Get it good and shredded, chunk size optional. Then I add ketchup and BBQ sauce generously. This is to taste – you could add apple cider vinegar too if you like it more on the tangy side. I like it on the sweeter side. Sweet meat.
Mix it up and bam – homemade pulled pork!! Yummmm! The shoulder is so big that it’ll last for several meals (I usually freeze some to randomly surprise my husband after a while).
This time I got creative with a slaw side. I had pears instead of apples, red cabbage, blue cheese, and some dried cherries.
Chop up the pear into small pieces and then mix all the above together.

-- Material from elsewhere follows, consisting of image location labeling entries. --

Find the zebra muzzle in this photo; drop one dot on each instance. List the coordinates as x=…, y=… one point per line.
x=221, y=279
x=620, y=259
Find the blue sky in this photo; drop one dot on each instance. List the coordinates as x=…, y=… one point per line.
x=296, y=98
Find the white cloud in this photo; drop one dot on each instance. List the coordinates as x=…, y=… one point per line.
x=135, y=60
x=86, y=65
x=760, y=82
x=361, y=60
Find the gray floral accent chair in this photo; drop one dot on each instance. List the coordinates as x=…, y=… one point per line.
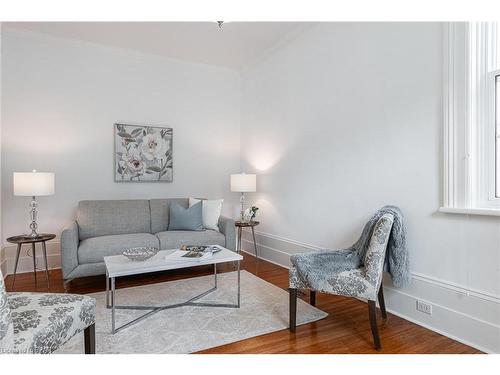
x=364, y=282
x=39, y=323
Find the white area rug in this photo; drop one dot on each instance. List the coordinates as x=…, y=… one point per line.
x=264, y=309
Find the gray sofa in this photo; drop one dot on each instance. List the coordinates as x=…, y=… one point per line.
x=107, y=227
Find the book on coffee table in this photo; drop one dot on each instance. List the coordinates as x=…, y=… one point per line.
x=192, y=253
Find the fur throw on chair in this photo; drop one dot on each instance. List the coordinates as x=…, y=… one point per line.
x=397, y=262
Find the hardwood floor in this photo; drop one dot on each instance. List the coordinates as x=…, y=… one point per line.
x=345, y=330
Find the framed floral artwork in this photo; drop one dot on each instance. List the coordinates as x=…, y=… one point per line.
x=143, y=153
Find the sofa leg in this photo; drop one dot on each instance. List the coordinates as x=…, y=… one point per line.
x=89, y=339
x=293, y=308
x=372, y=313
x=312, y=298
x=66, y=285
x=382, y=302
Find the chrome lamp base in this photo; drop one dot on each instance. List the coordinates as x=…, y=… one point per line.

I added orange juice (about 1/4 cup), some passion fruit balsamic (any citric balsamic will do), and some sour cream.
A little salt and pepper to taste. Let it chill in the fridge for a bit to get the flavors working. This was big a hit!! Make a lot! Serve the pork and slaw any way you like! I didn’t have rolls this time (I usually skip the rolls anyways), but I did have some sweet potatoes straws that went alongside nicely!
I just had to make some pulled pork of my own after my BBQ nachos went so fast at the beach last week! That will definitely be recreated with these leftovers!